At burnout, all of the chemical energy has been used up. The missile now has some potential energy from gravity, as well as (hopefully!) a decent amount of kinetic energy, divided evenly in the *x* and *y* directions. How much? We'll get to that. For now, let's be satisfied that

**E**_{potential} = mgh

E_{kinetic} = 1/2*mv^{2}

*and*

E_{burnout} = E_{potential} + E_{kinetic}

where **m** is the mass of the rocket body (no propellant), **v** is the velocity of the rocket in meters per second, **g** is gravity (9.8 meters per second squared), and **h** is the altitude of the rocket in meters.

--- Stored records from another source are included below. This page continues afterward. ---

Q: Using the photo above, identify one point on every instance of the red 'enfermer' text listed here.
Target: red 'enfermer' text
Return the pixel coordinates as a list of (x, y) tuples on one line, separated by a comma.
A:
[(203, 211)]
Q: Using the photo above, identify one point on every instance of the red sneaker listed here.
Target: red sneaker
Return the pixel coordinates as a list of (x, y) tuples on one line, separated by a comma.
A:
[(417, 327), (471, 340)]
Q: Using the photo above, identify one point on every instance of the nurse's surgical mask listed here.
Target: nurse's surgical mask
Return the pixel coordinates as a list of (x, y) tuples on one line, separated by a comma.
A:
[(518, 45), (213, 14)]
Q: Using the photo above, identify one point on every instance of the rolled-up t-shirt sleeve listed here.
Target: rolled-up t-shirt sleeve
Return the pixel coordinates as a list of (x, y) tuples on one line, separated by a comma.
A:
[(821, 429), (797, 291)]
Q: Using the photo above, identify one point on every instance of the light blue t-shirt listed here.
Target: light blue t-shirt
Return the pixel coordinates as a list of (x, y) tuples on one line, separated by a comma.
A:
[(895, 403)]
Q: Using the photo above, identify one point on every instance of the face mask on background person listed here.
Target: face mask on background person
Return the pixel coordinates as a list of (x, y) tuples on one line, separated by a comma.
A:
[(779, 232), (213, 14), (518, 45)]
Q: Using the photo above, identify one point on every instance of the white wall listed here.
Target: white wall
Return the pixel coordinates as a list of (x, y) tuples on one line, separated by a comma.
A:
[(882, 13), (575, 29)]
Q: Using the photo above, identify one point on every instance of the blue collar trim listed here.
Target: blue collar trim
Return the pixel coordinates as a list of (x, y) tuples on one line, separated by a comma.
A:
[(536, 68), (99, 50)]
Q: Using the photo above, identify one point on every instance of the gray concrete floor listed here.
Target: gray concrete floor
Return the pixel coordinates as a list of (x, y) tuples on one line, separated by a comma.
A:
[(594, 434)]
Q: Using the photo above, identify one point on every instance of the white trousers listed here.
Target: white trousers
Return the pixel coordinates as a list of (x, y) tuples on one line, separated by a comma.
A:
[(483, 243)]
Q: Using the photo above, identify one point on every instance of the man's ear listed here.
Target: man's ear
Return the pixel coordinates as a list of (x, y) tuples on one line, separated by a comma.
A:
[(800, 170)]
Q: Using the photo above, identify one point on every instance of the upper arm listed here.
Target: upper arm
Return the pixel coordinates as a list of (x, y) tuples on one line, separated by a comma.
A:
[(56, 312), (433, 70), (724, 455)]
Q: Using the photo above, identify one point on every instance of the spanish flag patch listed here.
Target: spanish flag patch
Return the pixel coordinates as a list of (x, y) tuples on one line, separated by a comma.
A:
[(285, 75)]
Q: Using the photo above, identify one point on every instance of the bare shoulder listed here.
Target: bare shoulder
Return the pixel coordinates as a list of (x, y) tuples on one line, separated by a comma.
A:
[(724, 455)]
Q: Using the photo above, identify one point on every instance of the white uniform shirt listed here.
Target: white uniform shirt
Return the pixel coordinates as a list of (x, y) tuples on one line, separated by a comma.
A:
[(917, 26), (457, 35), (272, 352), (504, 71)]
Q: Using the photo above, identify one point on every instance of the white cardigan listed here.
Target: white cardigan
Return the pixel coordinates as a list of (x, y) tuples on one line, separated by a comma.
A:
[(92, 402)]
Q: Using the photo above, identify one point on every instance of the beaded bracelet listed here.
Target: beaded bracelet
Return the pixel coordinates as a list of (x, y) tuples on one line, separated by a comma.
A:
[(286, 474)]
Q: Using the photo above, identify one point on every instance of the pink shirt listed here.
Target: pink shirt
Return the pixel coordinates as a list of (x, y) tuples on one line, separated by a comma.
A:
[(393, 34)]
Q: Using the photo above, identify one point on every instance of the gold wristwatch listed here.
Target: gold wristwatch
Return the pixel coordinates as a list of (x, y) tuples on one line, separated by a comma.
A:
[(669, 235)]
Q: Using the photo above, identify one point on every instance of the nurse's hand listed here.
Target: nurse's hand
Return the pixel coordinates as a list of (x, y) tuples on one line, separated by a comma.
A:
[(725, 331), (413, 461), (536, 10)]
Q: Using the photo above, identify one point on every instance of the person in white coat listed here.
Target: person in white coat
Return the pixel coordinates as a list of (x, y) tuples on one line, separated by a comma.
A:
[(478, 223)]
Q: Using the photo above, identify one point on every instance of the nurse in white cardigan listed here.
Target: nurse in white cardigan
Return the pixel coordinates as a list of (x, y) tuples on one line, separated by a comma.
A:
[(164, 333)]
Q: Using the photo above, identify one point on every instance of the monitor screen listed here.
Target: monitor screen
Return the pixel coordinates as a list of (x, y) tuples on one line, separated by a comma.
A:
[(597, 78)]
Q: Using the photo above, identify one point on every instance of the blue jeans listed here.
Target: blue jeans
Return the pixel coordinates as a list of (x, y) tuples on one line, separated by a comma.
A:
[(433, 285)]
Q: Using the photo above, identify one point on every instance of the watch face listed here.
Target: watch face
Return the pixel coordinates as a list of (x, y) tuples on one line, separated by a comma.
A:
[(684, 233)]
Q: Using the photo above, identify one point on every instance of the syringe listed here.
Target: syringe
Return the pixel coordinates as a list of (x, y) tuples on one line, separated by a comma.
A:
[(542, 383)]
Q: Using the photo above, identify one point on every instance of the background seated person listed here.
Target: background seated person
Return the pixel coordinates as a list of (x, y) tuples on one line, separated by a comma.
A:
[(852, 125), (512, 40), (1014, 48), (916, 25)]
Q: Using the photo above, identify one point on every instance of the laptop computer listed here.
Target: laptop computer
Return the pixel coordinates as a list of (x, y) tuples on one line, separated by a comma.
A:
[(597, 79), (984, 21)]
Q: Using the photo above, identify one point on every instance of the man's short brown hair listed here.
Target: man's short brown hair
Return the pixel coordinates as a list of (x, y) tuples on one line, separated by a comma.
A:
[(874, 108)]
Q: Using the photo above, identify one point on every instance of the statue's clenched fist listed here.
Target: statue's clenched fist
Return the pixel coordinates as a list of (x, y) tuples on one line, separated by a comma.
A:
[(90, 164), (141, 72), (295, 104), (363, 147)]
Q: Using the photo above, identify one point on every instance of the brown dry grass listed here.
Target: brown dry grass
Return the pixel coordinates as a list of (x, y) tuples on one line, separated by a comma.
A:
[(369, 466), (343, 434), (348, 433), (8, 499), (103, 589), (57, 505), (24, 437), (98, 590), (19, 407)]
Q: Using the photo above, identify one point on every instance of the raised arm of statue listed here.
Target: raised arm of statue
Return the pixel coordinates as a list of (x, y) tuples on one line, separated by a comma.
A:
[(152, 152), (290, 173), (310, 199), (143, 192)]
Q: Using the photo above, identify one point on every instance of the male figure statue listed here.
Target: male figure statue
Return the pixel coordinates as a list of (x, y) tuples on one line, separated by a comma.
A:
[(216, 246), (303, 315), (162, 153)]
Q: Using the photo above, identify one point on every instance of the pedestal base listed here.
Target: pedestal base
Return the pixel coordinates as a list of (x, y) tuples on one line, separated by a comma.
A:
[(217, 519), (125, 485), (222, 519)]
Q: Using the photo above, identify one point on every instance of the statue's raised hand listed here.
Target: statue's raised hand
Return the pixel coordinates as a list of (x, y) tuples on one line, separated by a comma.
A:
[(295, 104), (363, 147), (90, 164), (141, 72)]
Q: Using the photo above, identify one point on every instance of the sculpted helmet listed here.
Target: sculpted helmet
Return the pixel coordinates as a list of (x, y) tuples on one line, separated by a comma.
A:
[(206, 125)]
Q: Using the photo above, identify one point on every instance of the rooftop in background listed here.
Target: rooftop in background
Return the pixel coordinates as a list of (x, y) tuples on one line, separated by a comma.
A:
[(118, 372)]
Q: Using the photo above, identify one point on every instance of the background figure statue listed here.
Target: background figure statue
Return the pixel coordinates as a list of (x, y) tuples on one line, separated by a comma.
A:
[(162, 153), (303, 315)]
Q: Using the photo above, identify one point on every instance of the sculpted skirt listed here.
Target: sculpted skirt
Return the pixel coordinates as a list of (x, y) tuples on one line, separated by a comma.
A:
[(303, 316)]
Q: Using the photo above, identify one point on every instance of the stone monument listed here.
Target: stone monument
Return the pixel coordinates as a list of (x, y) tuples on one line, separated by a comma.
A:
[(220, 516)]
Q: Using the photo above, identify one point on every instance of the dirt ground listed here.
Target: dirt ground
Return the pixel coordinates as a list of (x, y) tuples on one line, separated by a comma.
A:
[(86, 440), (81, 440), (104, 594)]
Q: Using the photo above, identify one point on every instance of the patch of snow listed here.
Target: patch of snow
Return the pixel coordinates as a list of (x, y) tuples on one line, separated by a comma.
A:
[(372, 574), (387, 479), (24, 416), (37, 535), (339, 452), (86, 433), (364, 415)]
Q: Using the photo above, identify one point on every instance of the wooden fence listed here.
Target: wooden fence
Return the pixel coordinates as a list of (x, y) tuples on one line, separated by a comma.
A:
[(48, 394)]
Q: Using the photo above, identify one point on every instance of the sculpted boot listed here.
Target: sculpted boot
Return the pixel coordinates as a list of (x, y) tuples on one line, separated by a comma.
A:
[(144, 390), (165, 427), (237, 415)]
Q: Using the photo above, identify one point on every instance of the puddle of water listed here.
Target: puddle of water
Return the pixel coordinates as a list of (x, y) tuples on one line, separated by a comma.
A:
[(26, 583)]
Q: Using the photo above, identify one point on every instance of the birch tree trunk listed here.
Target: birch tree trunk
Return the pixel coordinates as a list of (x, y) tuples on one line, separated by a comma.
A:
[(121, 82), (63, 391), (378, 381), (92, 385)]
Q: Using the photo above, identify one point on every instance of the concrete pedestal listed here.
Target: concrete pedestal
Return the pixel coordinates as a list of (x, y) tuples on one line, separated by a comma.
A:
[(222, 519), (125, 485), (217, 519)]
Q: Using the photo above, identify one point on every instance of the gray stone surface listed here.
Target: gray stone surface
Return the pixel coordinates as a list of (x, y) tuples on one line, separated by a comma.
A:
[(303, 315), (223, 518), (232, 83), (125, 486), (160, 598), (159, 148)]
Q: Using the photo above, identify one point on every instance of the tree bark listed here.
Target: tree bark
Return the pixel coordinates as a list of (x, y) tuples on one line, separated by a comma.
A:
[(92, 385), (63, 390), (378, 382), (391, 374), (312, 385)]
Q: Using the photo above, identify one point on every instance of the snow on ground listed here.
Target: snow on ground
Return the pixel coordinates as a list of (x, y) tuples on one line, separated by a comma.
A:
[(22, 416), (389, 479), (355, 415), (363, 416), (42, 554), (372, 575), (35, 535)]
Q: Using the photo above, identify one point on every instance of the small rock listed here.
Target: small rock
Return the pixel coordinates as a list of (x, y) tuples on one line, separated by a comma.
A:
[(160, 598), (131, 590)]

At apogee, the missile will have nothing but gravitational potential and horizontal kinetic energy. Since horizontal energy is constant throughout the problem (that is, no forces act on the missile in the horizontal direction until impact), we can ignore the horizontal kinetic energy--write it off as an "expense" incurred during the pitch-over maneuver. Thus, we have

**E**_{apogee} = mgh

Next, we figure out the range. Velocity in the *x* direction **v**_{x} and velocity in the *y* direction **v**_{y} are equal at burnout, and **v**_{x} stays constant for the rest of the flight, so we know that, after burnout, the range is determined by time of flight. Time of flight can be determined by the basic equations of motion--I won't walk through the algebra here:

**t = v**_{y}/g + (2h/g)^{1/2}

...and because distance = rate * time, we can say that

**range = v**_{x} * (v_{y}/g + (2h/g)^{1/2})

So, let's review! We now know the missile's range, in terms of its end-of-boost velocity and apogee height. We can determine the apogee height from end-of-boost velocity. All we need to know now is the missile's early performance. The data we now need are the missile's burn-out altitude and velocity. To get those, I propose that the following must be known:

- What is the missile's initial (full) and final (empty) mass?
- What is the propellant burn rate?
- What is the energy density of Ohio Blue-Tip matches?

#### Some chemistry

I am deeply indebted to Dr. Preston of SUNY Oswego, who published an exercise at **http://www.oswego.edu/~srp/stats/burntime.htm** entitled "Burning Matches," in which he determines that 90% of Ohio Blue tip matches burn for between 55 and 61 seconds. I suspect his study includes the wooden part of the match burning as well. As for the chemical composition, the fuel of the reaction is red phosphorous, and the oxidizer is potassium chlorate (KClO_{3}). Potassium chlorate weighs 1.4 kg/L, red phosphorous about 2.34 kg/L. Let's assume those wacky chemists at Ohio Blue Tip know their stuff, and mix the match-heads at the proper ratio for total combustion. The chemical equation for the combustion of the two is

**5(KClO**_{3}) + 6P = 3P_{2}O_{5} + 5KCl + *heat*

so we'll say that they're mixed 5:6, and the resulting

specific gravity of the mixture is

**1.913 kilograms per liter**, or 1,913 kg per cubic

meter. With some careful math, a few

MSDSs, and after visiting some high school chemistry home pages, I calculated the

energy density of this mixture as

**3.48 kJ/g**, or 3480 kilojoules per kilogram.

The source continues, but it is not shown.